1. Look up your doctor
Prescriber Checkup includes every doctor, nurse practitioner, physician assistant and other licensed provider who wrote at least 50 prescriptions in Part D during 2011. You can find out how many prescriptions these providers wrote, their most-prescribed drugs and how they compare with others in their state in the same specialty. You can search for your doctor or browse by state or medication. You can also identify top prescribers for each drug, state and specialty.
2. See if your doctor has experience with the drugs you take
Prescriber Checkup can be an ongoing resource. If your doctor prescribes you a new drug, you can see if he or she has used it before and whether other doctors in Part D commonly prescribe it.
On each provider’s page, drugs are listed according to the number of prescriptions written, including refills.
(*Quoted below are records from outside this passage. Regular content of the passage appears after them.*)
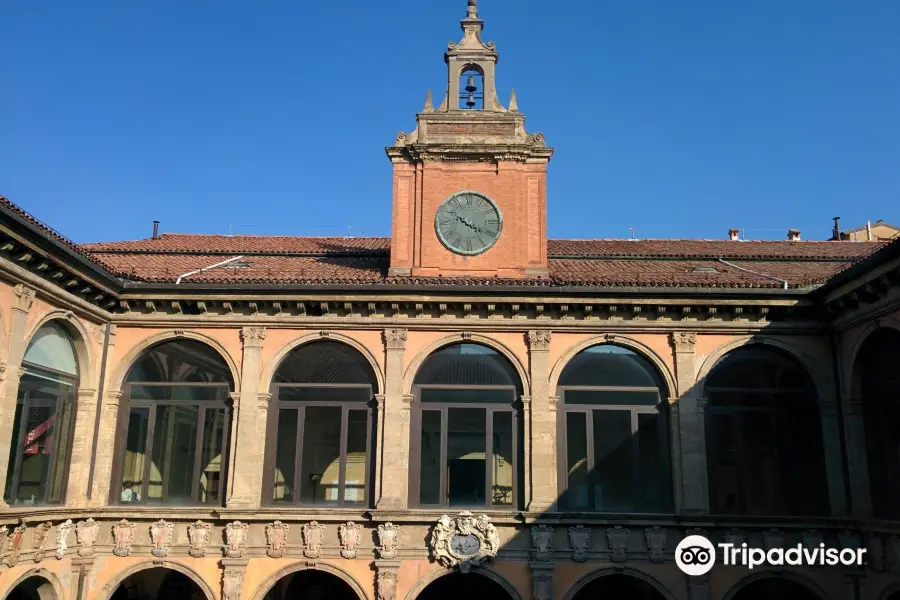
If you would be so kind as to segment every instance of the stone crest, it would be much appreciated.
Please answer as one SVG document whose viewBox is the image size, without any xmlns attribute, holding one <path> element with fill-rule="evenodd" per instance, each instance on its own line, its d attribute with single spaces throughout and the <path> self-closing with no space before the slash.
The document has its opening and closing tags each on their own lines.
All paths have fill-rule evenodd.
<svg viewBox="0 0 900 600">
<path fill-rule="evenodd" d="M 62 559 L 69 549 L 69 532 L 72 531 L 72 519 L 56 526 L 56 558 Z"/>
<path fill-rule="evenodd" d="M 528 345 L 532 350 L 548 350 L 552 334 L 546 329 L 536 329 L 528 332 Z"/>
<path fill-rule="evenodd" d="M 553 600 L 553 573 L 541 571 L 531 574 L 534 600 Z"/>
<path fill-rule="evenodd" d="M 50 521 L 46 521 L 41 523 L 37 527 L 34 528 L 34 532 L 31 537 L 31 549 L 34 550 L 34 562 L 41 562 L 44 560 L 44 544 L 47 543 L 47 538 L 50 537 L 50 530 L 53 528 L 53 523 Z"/>
<path fill-rule="evenodd" d="M 676 352 L 693 352 L 697 347 L 697 334 L 688 331 L 678 331 L 672 334 L 672 345 Z"/>
<path fill-rule="evenodd" d="M 288 531 L 291 526 L 281 521 L 275 521 L 266 525 L 266 555 L 270 558 L 281 558 L 284 556 L 284 549 L 287 546 Z"/>
<path fill-rule="evenodd" d="M 206 556 L 206 545 L 209 543 L 209 536 L 212 533 L 212 525 L 203 521 L 194 521 L 188 525 L 188 542 L 191 544 L 188 554 L 194 558 L 203 558 Z"/>
<path fill-rule="evenodd" d="M 537 525 L 531 528 L 531 558 L 547 562 L 553 557 L 553 528 Z"/>
<path fill-rule="evenodd" d="M 93 556 L 94 542 L 100 535 L 100 523 L 94 519 L 80 521 L 75 526 L 75 540 L 78 542 L 78 556 Z"/>
<path fill-rule="evenodd" d="M 403 350 L 406 347 L 405 329 L 385 329 L 384 343 L 389 349 Z"/>
<path fill-rule="evenodd" d="M 497 556 L 500 536 L 487 515 L 475 517 L 463 511 L 455 519 L 438 519 L 428 539 L 434 559 L 444 568 L 459 567 L 468 573 Z"/>
<path fill-rule="evenodd" d="M 379 571 L 378 600 L 395 600 L 397 597 L 397 574 L 393 571 Z"/>
<path fill-rule="evenodd" d="M 609 544 L 610 557 L 614 563 L 623 563 L 628 560 L 626 552 L 628 552 L 628 539 L 631 537 L 631 530 L 625 529 L 621 525 L 615 527 L 607 527 L 606 543 Z"/>
<path fill-rule="evenodd" d="M 0 556 L 6 551 L 6 540 L 9 539 L 9 528 L 6 525 L 0 527 Z"/>
<path fill-rule="evenodd" d="M 303 556 L 306 558 L 319 558 L 322 542 L 325 541 L 325 526 L 317 521 L 304 523 L 303 527 L 300 528 L 300 533 L 303 534 L 303 544 L 306 546 L 303 549 Z"/>
<path fill-rule="evenodd" d="M 225 569 L 222 573 L 222 600 L 241 600 L 244 587 L 244 572 L 240 569 Z"/>
<path fill-rule="evenodd" d="M 804 531 L 800 535 L 800 539 L 802 540 L 803 547 L 810 550 L 818 548 L 819 544 L 825 542 L 825 538 L 822 536 L 822 532 L 816 529 Z"/>
<path fill-rule="evenodd" d="M 395 558 L 397 548 L 400 546 L 400 527 L 393 523 L 383 523 L 378 526 L 378 550 L 379 558 Z"/>
<path fill-rule="evenodd" d="M 709 577 L 688 577 L 689 600 L 709 600 Z"/>
<path fill-rule="evenodd" d="M 866 565 L 873 571 L 884 571 L 884 539 L 880 535 L 870 535 L 866 540 Z"/>
<path fill-rule="evenodd" d="M 746 541 L 746 536 L 740 529 L 731 528 L 722 536 L 722 541 L 726 544 L 734 544 L 735 546 L 740 546 Z"/>
<path fill-rule="evenodd" d="M 6 538 L 6 566 L 14 567 L 19 562 L 19 555 L 22 553 L 22 541 L 25 537 L 25 521 L 20 521 L 19 526 L 13 529 L 12 533 Z"/>
<path fill-rule="evenodd" d="M 585 562 L 587 549 L 591 543 L 591 530 L 584 525 L 569 527 L 569 543 L 572 545 L 572 560 Z"/>
<path fill-rule="evenodd" d="M 162 558 L 169 555 L 169 544 L 172 543 L 172 533 L 175 531 L 175 524 L 160 519 L 156 523 L 150 525 L 150 554 L 156 558 Z"/>
<path fill-rule="evenodd" d="M 116 556 L 130 556 L 131 546 L 134 544 L 134 523 L 122 519 L 112 526 L 113 554 Z"/>
<path fill-rule="evenodd" d="M 650 551 L 650 562 L 664 562 L 666 560 L 666 544 L 668 543 L 666 530 L 658 525 L 648 527 L 644 530 L 644 538 L 647 540 L 647 550 Z"/>
<path fill-rule="evenodd" d="M 766 548 L 766 552 L 775 548 L 783 548 L 784 533 L 778 531 L 777 529 L 769 529 L 768 531 L 763 533 L 763 545 Z"/>
<path fill-rule="evenodd" d="M 225 556 L 240 558 L 244 555 L 249 529 L 249 525 L 240 521 L 233 521 L 225 526 Z M 243 575 L 241 575 L 241 581 L 243 581 Z"/>
<path fill-rule="evenodd" d="M 353 521 L 347 521 L 338 527 L 338 539 L 341 542 L 341 556 L 356 558 L 359 548 L 362 527 Z"/>
</svg>

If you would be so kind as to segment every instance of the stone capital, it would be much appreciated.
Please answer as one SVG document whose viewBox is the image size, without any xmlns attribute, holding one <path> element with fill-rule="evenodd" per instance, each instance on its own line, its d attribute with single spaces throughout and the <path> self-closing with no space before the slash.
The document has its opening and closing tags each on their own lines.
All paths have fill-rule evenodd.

The adjacent column shows the rank of the same drugs among all prescribers in that specialty and state (except in specialties where there were too few providers to compare.) Because some drugs are particularly risky for seniors, a separate column lists the number of those prescriptions given to those over 65. Medicare also covers the disabled.
3. Compare your doctor to his or her peers
Doctors, even in the same specialty and state, often treat the same conditions with very different medications — and not all are proper. Some prescribe more drugs that are potentially addictive or dangerous; some regularly choose expensive name-brand drugs over generic alternatives. If your doctor prescribes very differently than colleagues, you should inquire about it.
4. Find out if your doctor has a financial relationship with drug makers
You can use our Dollars for Docs database (there’s a link on each provider’s page in Prescriber Checkup) to see whether your doctor received speaking or consulting fees, meals or gifts from any of the 15 different drug companies that have publicly reported this information. If so, you can check to see whether the company makes any of the drugs you take.
5. Ask questions
If your doctor prescribes a drug that his peers seldom choose, you should ask about it. Prescribing differently from peers doesn’t itself signal a problem, but Prescriber Checkup lets you compare and ask informed questions. Similarly, if you are given drugs from companies with whom your doctor has financial ties, you can ask if that influenced the choice.